Eski tâbirle “Devlet, kalem ve kılıç üzerinde” şeklinde tarif ediliyor.
Malzeme değişse bile, aynı mânâ günümüzde de devam edip gidiyor.
Burada “kalem” ile fikir, düşünce ve yönetim politikaları kast edilirken; “kılıç” ile de, devletin iç ve dış güvenliğinin sağlanması mürad edilmiş oluyor.
Dolayısıyla, bu iki unsurun olmadığı bir yerde “devlet”in varlığından söz etmek mümkün görünmüyor.
* * *
Devletler ve milletler arasındaki savaşların hüküm sürdüğü devirlerde, “kılıç” tâbiriyle kast edilen ordu, asker ve silâhın ehemmiyeti öne çıkıyordu.
Ülkelerin savunma politikaları itibariyle meseleye bakıldığında, bu “kılıç” unsurunun hiçbir zaman küçümsenmemesi gerektiğini bilmek ve kabul etmek lâzım.

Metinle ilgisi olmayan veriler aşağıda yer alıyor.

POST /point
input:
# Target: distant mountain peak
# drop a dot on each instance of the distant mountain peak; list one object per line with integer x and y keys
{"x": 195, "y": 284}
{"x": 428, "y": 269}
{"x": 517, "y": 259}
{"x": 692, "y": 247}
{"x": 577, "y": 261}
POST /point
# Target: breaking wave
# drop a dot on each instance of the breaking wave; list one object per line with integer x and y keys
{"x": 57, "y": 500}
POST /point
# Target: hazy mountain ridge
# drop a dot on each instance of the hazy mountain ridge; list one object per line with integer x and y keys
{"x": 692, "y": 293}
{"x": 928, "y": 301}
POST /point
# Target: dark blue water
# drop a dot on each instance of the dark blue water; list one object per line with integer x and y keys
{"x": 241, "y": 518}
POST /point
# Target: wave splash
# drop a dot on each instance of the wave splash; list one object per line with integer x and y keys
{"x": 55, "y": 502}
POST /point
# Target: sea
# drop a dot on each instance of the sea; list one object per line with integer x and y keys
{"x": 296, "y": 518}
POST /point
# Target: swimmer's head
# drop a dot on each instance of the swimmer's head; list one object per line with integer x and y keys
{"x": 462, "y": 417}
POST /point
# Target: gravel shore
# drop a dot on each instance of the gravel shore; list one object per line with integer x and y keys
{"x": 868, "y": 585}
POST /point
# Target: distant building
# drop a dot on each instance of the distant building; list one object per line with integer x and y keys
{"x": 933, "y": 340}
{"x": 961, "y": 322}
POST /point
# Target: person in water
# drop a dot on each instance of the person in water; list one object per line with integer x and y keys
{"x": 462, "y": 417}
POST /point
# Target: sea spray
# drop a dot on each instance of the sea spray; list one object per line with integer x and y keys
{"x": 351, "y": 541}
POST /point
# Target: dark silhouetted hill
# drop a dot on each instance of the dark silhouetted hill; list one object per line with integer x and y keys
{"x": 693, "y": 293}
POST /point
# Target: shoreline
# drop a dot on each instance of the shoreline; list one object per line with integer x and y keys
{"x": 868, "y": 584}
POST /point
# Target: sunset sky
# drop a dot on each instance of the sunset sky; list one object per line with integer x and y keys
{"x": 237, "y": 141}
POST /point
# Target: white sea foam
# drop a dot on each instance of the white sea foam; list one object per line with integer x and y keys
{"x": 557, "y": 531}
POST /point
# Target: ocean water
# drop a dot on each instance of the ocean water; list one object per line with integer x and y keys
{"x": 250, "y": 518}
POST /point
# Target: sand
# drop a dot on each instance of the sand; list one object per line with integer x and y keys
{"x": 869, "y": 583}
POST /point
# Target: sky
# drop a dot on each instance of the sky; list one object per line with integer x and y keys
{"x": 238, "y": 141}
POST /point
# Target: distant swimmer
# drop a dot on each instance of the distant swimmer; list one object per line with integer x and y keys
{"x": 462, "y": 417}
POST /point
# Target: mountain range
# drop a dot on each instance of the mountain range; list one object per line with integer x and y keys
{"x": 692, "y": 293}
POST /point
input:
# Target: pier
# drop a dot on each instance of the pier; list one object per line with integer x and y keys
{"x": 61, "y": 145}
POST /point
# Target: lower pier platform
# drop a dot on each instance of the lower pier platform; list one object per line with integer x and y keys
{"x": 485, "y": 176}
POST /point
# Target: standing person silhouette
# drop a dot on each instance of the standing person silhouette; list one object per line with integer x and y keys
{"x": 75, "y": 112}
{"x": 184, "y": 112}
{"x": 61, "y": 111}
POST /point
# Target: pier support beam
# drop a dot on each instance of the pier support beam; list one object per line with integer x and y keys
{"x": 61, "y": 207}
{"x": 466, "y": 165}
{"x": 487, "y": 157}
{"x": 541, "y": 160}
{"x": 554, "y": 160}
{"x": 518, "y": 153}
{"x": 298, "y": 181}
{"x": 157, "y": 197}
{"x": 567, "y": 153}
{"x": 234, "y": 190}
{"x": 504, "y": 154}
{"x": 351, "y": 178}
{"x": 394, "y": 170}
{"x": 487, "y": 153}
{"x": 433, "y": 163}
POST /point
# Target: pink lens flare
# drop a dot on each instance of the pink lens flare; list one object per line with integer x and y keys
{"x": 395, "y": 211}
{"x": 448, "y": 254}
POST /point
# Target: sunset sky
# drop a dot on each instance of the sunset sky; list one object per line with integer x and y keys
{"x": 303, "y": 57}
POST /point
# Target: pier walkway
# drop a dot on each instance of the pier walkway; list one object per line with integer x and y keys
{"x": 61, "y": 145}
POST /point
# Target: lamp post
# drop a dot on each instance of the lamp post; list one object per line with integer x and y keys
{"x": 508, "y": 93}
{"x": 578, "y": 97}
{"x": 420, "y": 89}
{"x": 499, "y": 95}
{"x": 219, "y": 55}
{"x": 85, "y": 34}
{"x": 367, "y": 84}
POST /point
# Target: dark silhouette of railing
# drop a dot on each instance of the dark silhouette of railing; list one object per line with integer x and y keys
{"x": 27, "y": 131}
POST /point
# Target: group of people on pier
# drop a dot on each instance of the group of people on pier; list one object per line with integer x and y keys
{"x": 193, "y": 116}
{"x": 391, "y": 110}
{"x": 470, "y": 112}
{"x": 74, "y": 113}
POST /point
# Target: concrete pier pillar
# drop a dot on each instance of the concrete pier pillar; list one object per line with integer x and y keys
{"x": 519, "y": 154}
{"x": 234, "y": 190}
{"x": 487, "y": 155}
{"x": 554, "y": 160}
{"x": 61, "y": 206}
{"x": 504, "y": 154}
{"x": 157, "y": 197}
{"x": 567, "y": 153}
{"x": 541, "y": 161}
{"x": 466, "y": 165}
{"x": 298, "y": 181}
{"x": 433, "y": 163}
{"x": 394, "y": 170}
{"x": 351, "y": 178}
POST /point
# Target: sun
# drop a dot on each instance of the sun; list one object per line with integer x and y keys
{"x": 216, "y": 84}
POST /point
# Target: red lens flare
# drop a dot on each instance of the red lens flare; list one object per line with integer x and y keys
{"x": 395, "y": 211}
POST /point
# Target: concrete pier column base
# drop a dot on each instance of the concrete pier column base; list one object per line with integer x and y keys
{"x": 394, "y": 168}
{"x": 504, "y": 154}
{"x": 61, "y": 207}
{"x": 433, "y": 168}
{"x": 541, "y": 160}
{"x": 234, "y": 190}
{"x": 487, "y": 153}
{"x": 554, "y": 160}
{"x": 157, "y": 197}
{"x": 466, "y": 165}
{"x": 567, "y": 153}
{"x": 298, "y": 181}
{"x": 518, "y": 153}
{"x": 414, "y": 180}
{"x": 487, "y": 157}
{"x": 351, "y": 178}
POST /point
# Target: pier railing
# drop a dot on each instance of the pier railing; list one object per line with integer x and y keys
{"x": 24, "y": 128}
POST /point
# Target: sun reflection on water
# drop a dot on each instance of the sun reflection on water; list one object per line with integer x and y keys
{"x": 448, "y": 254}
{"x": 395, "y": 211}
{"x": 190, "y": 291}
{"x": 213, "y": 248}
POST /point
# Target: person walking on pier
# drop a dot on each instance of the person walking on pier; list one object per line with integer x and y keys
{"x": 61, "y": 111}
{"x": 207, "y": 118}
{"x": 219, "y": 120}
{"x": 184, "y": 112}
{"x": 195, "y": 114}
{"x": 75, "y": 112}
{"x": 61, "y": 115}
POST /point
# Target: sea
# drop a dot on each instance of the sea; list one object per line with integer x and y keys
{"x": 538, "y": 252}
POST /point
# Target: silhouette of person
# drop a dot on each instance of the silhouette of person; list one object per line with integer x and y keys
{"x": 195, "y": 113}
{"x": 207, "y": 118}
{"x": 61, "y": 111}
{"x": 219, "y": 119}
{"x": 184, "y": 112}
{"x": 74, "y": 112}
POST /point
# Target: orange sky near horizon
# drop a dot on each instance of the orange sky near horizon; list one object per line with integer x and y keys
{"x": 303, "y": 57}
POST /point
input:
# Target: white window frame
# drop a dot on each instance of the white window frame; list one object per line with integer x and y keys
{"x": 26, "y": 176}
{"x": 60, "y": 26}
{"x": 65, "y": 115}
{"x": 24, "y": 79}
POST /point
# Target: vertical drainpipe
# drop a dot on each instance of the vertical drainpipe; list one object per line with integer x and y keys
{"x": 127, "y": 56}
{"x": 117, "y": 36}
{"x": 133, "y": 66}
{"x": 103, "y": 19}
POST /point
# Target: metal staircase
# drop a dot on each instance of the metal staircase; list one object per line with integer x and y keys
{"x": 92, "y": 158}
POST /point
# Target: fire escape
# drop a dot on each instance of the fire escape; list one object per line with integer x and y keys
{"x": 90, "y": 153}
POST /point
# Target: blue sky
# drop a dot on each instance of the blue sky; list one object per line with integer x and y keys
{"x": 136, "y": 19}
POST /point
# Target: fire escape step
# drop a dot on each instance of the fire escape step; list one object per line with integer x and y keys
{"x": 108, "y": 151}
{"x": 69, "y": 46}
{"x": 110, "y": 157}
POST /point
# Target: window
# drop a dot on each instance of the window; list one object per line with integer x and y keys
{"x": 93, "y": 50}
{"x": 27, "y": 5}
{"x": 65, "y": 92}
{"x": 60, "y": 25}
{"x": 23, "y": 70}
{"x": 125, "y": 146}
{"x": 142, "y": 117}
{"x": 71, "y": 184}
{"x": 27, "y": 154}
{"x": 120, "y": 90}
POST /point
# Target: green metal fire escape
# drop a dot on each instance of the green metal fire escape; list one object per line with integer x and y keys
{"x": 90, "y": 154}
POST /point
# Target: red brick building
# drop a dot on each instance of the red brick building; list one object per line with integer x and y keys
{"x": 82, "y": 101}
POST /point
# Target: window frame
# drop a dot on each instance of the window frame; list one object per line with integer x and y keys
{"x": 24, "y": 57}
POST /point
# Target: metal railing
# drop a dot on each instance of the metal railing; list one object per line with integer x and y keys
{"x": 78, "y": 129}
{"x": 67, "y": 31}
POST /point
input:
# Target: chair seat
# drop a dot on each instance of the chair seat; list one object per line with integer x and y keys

“Savunma” işi haricinde üretilen ve kullanılan bir silâh ve askerî güce, günümüz veya gelecek perspektifi itibariyle bakıldığında ise, reel veya rasyonel durum bir hayli faklılık arzediyor.
Eski ile yeni arasında farklılık gösteren durum, kısaca maddelerle şudur:
* Özellikle İkinci Dünya Harbinden sonra, ordu ve silâh gücüyle, hiç bir ülke hiç bir yerde kalıcı şekilde huzuru, sükûnu, barışı, güveni sağlayabilmiş değil.
* Aynı şekilde, hiç bir devlet kendi yüksek “ateş gücü” ile başkasına ait toprakları işgal edebilmiş, yahut askerî işgaline “uluslararası hukuk plâtformları”nda meşrûiyet kazandırabilmiş değil.
* “Soğuk savaş”ın bitiminden, “Demirperde”nin kırılmasından ve bilhassa Kızıl Ordu’nun dağılmasından sonra, ülkeler arası güvenlik politikalarının gergin hale getirilmesinin asıl sebebi “pazar payı” ile bağlantılı olarak sürdürülen “ticaret hedefli”dir.
Yani, global ölçekli silâh üreticileri ve onlarla entegre şekilde çalışan baronlar, devamlı sûrette ortamı germeye çalışıyorlar.
Bunlar, etkili propagandalarla başka ülkeleri ve toplulukları, adeta “Savaş çıktı-çıkacak” psikozu içine sokarak, ağır ve pahalı silâhlarını satıp pazarlama derdindeler. Kezâ, bunlar ABD ile K. Kore arasındaki plânlı gerilim gibi, Ortadoğu’da aralıksız şekilde pompalanan güvenlik endişesi ile, aslında petrol zengini ülkelerin bütçesine ortak olma başarısını sürdürüyorlar.
Bütün bunları düşünürken, devamlı şeklinde zihmizde çağırışım yapan şu altın söz ile konuya nokta koyalım: “Devletler, milletlerin hafif muhârebesi, tabakàt-ı beşerin şedid olan harbine terk-i mevkî ediyor.” (Bediüzzaman; Sözler-Lemeât: 650)
Yani, silâhlı ordu savaşları, yerini siyasî, iktisadî, ticarî, vb. savaşlara bırakıyor.
***
GÜNÜN TARİHİ 6 Ağustos 1945
Hiroşima, Nagazaki...
Japonya’nın Hiroşima adasına 6 Ağustos 1945’te atom bombası atıldı.
Amerikalılar tarafından Japonya’nın Hiroşima şehrine atılan bu ilk atom bombası, bir bakıma İkinci Dünya Savaşının da sonunu hazırlamış oldu.
Havada iken patlatılan bomba, 20.000 TNT (dinamit) gücünde. Yaklaşık 10 kilometre karelik alanı yerle bir eden bombanın etkisiyle 66 bin kişi öldü, 69 bin kişi de yaralandı.
Birinci bombanın üzerinden üç gün geçtikten sonra, bu kez Nagazaki’ye atılan ikinci bir atom bombasından sonra, Japonya mağlûbiyetini ilân etti ve II. Dünya Savaşı bu suretle—önce Şark’ta, ardından Garp’ta—sona ermiş oldu.
Japon adalarına atılan bu atom bombalarının, insan ve sâir canlılar üzerindeki öldürücü, yahut sakat edici etkisi yıllarca devam etti.